According to a January 2019 report from Second Harvest, 58 per cent of all food produced in Canada is wasted. It’s disheartening to think that much food is wasted when there are many Canadian households who are food insecure. In the grocery store, food is wasted when it cannot be sold before its best-before date or donated.  Though best before dates are just an indicator of when an item is at its peak quality of freshness and taste, they have no relationship to food safety. These foods can be used by food banks up to one year past the best before date according to Food Banks Canada. Some items have expiry dates, which are associated with food safety. These foods include, protein bars, baby formula, and meal replacements. Items with expiry dates are not used by food banks once they pass this date.

The main reason many grocery stores do not donate their leftover food to local food banks is that corporations do not want to be held liable if someone gets sick from their donated food. The Ontario Donation of Food Act, created in 1994, essentially protects individual and corporate donors from any liability in relation to food donations. The Act assumes that people and organizations who donate food do so in good faith and, if there is an illness caused by some of the food they donated, they are not to be held responsible unless there was an intent to harm.

In the past, it has been thought that household consumers were the largest contributor to food waste – but more recently, it has been shown that the majority of food waste takes place within the food industry. That is not to say that individuals are not a part of the problem, but that corporations contributions to this issue needs to be a part of the conversation. There are many things you can do at home to help with the issue of food excess:

  • It is important to ask businesses like grocery stores and restaurants to start donating unsold food to food banks to increase the supply, and educate businesses about the Donation of Food Act.
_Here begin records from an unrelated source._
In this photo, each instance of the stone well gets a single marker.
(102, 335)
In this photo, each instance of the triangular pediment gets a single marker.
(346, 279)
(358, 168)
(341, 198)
Raising awareness about the issue of food waste will make it more likely that nutritious food will be diverted from landfills and delivered to the people who are in need of it.
  • Do not throw out certain foods just because they are past their best before dates – most foods are good for years past the best before dates.
  • Buy less than perfect produce in the store. These items taste just as good but are usually left behind in the produce section and ultimately thrown away!
  • Start composting your food waste in your home or find local farmers who will take your food scraps for their compost.

The Compass receives donations every week from many local businesses (Costco, Via Rail, Cobbs, La Villa, Little Caesars, Pet-Valu and more). Most of these ongoing relationships started with a simple question. “What do you do with product you can’t sell?”.  This small question can have a lasting impact on helping feed the people in your community who are going hungry.

If you or someone you know would like to form an ongoing relationship to save food that would otherwise go to waste, please reach out to The Compass at or call 905-274-9309.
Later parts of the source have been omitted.